Extra brut. Note tostate per un vino tosto. Il pinot nero è significativo (50%, chardonnay 50%), sempre 40 mesi di affinamento sui lieviti, ma un vino molto più secco e per bevitori più esigenti.

Gualberto. È il dosaggio zero dell’azienda; forse il più fine, il più sottile e gentilesco della batteria. L’acidità è spiccata – e l’azienda lavora con basse acidità –  il sorso si allunga. 7 anni di affinamento sui lieviti e pinot nero presente quasi per ¾.  Decisamente un vino da pasto.
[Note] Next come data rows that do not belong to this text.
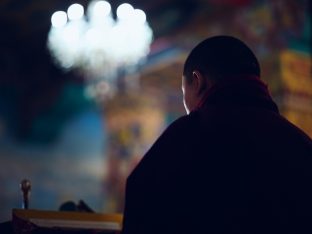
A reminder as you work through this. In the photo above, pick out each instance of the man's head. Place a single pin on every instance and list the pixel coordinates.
(213, 60)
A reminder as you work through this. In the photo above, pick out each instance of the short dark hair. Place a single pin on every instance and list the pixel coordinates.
(221, 57)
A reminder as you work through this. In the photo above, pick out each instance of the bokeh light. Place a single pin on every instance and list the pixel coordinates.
(59, 19)
(75, 11)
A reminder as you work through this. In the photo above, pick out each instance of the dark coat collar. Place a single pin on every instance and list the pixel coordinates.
(244, 91)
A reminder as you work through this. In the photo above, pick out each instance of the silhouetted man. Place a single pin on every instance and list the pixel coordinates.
(232, 165)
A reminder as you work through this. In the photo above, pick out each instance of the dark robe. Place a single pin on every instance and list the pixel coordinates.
(234, 165)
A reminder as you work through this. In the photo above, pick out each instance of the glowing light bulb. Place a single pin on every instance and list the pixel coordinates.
(59, 19)
(102, 8)
(75, 11)
(125, 11)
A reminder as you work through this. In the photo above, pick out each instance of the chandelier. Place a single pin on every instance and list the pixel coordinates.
(98, 45)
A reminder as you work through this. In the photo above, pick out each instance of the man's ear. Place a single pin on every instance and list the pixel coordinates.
(200, 82)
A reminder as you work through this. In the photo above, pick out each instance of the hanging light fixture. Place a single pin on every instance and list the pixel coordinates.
(98, 45)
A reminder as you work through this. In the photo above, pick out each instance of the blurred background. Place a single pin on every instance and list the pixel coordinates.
(76, 129)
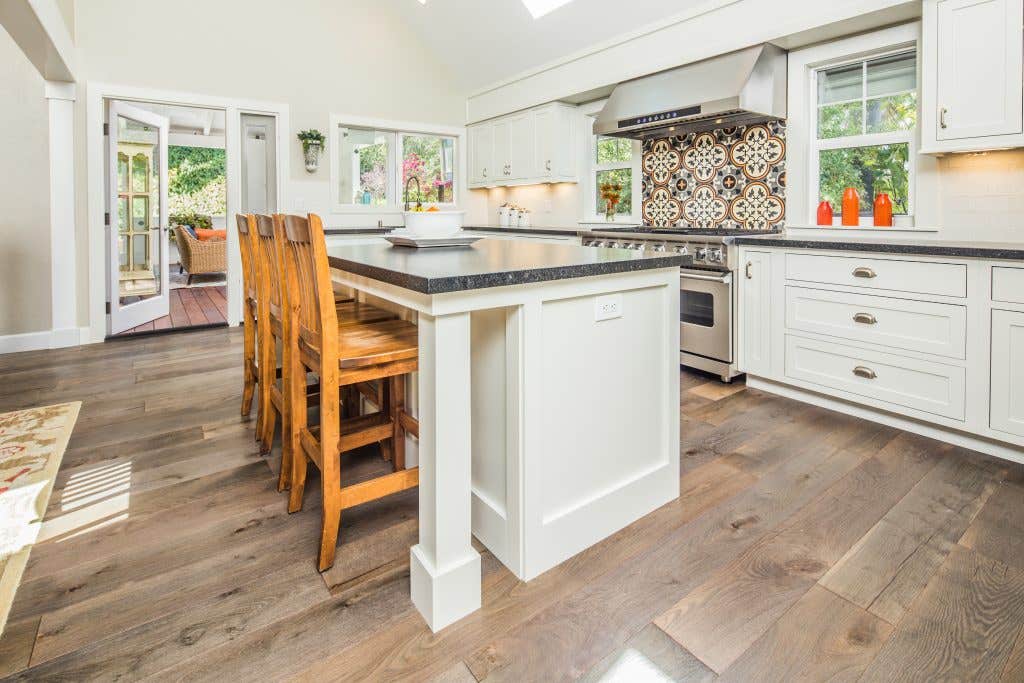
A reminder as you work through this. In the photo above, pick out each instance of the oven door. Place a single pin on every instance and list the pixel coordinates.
(706, 313)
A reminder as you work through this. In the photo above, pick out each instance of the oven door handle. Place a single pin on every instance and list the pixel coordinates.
(724, 279)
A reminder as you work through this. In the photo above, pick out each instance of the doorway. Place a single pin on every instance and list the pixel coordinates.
(170, 260)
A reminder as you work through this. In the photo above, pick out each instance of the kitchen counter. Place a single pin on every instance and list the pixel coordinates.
(992, 250)
(487, 263)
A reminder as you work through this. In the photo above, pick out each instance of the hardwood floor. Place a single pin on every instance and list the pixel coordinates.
(190, 307)
(806, 545)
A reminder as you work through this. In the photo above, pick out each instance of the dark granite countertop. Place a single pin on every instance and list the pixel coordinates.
(487, 263)
(993, 250)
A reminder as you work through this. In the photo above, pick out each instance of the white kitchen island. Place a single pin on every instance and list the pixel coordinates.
(547, 395)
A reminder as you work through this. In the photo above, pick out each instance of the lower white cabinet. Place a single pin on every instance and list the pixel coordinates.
(928, 344)
(755, 307)
(1008, 372)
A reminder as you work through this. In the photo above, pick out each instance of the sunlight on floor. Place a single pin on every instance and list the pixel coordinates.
(633, 667)
(91, 500)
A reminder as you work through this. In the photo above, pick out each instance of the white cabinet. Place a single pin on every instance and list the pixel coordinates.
(1008, 372)
(481, 142)
(531, 146)
(973, 92)
(755, 311)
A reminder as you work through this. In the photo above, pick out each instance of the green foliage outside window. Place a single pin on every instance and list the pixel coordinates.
(197, 180)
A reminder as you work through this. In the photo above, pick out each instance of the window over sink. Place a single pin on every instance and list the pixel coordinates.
(865, 115)
(371, 166)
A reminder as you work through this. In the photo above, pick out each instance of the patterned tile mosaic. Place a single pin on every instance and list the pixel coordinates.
(731, 178)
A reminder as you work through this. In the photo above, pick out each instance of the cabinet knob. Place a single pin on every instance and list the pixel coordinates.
(865, 318)
(866, 373)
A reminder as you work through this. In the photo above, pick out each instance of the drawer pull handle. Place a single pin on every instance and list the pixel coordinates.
(865, 318)
(866, 373)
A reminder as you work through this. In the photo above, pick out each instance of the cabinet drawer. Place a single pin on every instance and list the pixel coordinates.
(914, 276)
(915, 326)
(900, 381)
(1008, 285)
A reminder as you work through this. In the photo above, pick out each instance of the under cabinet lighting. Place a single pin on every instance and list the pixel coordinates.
(539, 8)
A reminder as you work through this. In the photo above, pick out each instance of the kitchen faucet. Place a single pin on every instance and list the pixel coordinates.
(419, 189)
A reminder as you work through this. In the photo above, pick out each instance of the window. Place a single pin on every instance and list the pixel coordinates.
(865, 115)
(613, 164)
(376, 166)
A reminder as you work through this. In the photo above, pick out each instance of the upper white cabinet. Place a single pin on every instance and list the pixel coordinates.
(536, 145)
(973, 75)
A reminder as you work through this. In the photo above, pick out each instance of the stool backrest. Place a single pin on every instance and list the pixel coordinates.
(307, 282)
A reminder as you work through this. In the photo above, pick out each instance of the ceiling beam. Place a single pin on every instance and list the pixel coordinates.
(39, 30)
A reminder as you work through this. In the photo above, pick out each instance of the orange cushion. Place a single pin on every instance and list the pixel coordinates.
(211, 235)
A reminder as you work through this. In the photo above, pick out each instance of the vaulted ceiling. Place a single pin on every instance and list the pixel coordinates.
(482, 42)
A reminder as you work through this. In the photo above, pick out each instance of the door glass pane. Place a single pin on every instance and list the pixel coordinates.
(364, 164)
(140, 213)
(122, 214)
(696, 308)
(122, 173)
(427, 168)
(139, 173)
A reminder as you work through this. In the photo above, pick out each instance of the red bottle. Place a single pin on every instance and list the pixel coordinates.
(883, 211)
(851, 207)
(824, 213)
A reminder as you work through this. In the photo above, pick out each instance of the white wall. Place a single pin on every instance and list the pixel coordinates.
(25, 195)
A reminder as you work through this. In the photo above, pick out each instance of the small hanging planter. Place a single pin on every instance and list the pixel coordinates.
(312, 143)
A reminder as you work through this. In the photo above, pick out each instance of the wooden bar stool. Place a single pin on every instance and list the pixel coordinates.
(247, 238)
(341, 355)
(269, 324)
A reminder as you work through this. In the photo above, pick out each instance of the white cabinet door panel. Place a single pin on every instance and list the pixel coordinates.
(1008, 372)
(979, 63)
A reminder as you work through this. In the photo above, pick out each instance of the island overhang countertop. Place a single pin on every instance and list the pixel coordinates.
(487, 263)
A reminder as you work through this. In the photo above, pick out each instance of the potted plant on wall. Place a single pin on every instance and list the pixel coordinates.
(312, 142)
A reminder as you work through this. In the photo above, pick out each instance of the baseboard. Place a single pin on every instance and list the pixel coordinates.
(971, 441)
(46, 339)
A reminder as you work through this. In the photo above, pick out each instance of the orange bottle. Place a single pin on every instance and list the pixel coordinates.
(851, 207)
(883, 211)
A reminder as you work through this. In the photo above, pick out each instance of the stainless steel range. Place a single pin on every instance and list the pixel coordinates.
(708, 299)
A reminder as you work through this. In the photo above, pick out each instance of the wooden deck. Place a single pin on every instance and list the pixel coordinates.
(190, 306)
(806, 546)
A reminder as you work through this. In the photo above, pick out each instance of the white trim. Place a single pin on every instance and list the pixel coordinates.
(802, 160)
(96, 93)
(46, 339)
(397, 129)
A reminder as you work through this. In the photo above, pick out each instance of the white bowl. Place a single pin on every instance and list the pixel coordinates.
(433, 223)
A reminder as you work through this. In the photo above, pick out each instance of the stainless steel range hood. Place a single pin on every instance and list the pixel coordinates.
(738, 88)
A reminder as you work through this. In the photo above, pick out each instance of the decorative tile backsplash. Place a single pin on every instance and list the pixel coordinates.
(727, 178)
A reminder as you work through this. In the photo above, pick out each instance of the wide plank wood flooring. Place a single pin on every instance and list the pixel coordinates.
(806, 545)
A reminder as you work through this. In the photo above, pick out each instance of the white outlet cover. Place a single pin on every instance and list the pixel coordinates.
(607, 307)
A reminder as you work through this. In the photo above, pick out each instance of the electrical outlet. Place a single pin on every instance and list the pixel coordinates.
(607, 307)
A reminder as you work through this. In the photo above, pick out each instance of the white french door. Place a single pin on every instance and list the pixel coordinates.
(137, 225)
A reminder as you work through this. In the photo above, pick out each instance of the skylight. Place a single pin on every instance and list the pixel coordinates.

Museum Release – satèn e Museum Release – extra brut. I miei preferiti di casa Ricci-Curbastro, nessun dubbio. Posseggo ancora nella mia cantina personale (e molto personalizzata) una o due bottiglie di extra brut 2007, a cui sono particolarmente affezionato. Per l’occasione comunque mi hanno fatto assaggiare un 2009. Che dire? Parlo di un vino (extra brut nello specifico) che prima di uscire in commercio attende maturando e evolvendo dai 9 ai 12 anni; almeno 8 di affinamento sui lieviti. Le varietà presenti sono eguali ai vini “base”, dunque è la maturazione la forza di questi Museum Realese. Vino complessissimo, di un ventaglio di profumi pazzesco, da nocciola tostata alla crema pasticcera. In bocca è cremoso, pieno, avvolgente, dalla bollicina che accarezza il palato.

Rosé brut. Pinot nero 80% e restante chardonnay. Un vino suadente sì, ma anche un po’ scialbo. Un rosé poco incisivo, anche se morbidissimo.

Bianco zero trattamenti. Vino prodotto con blend di uve resistenti, alias Piwi (i cui nomi grotteschi, che copio e incollo ovviamente, sono: branner, helios, johanniter e solaris). Il vino più fresco forse della gamma, con note soprattutto (anzi solo) fruttate, di mela. Ecco, un vino molto meloso.

Curtefranca doc bianco. Da chardonnay e pinot bianco; interessante come aperitivo, escluderei al pasto.

Vigna Bosco Alto. Chardonnay 100% maturato in barrique da 225 l per un anno. Vino largo, la cui evoluzione in legno è evidente. Lo vedo bene con un piatto di linguine al ragù di lago (mi stava venendo fame a questo punto della degustazione).

Vigna Santella del Gröm. Blend di varietà rossa internazionali (bordolesi) con barbera (è la prima volta che sento pronunciare barbera in Franciacorta), il tutto maturato in barrique per 18 mesi e affinato in bottiglia per un anno.

Demi sec. Un vino snobbato da tutti e da pochi bevuto, quindi da me preso in gran considerazione e molto bevuto. Pinot nero 80%, restante chardonnay, in bocca non direi dolce, ma piuttosto amabile. È comunque dotato di acidità gradevole, il che da slancio al corpo robusto del vino. Ricci-Curbastro è rimasta una delle pochissime aziende che produce il demi sec in Franciacorta; speriamo resista.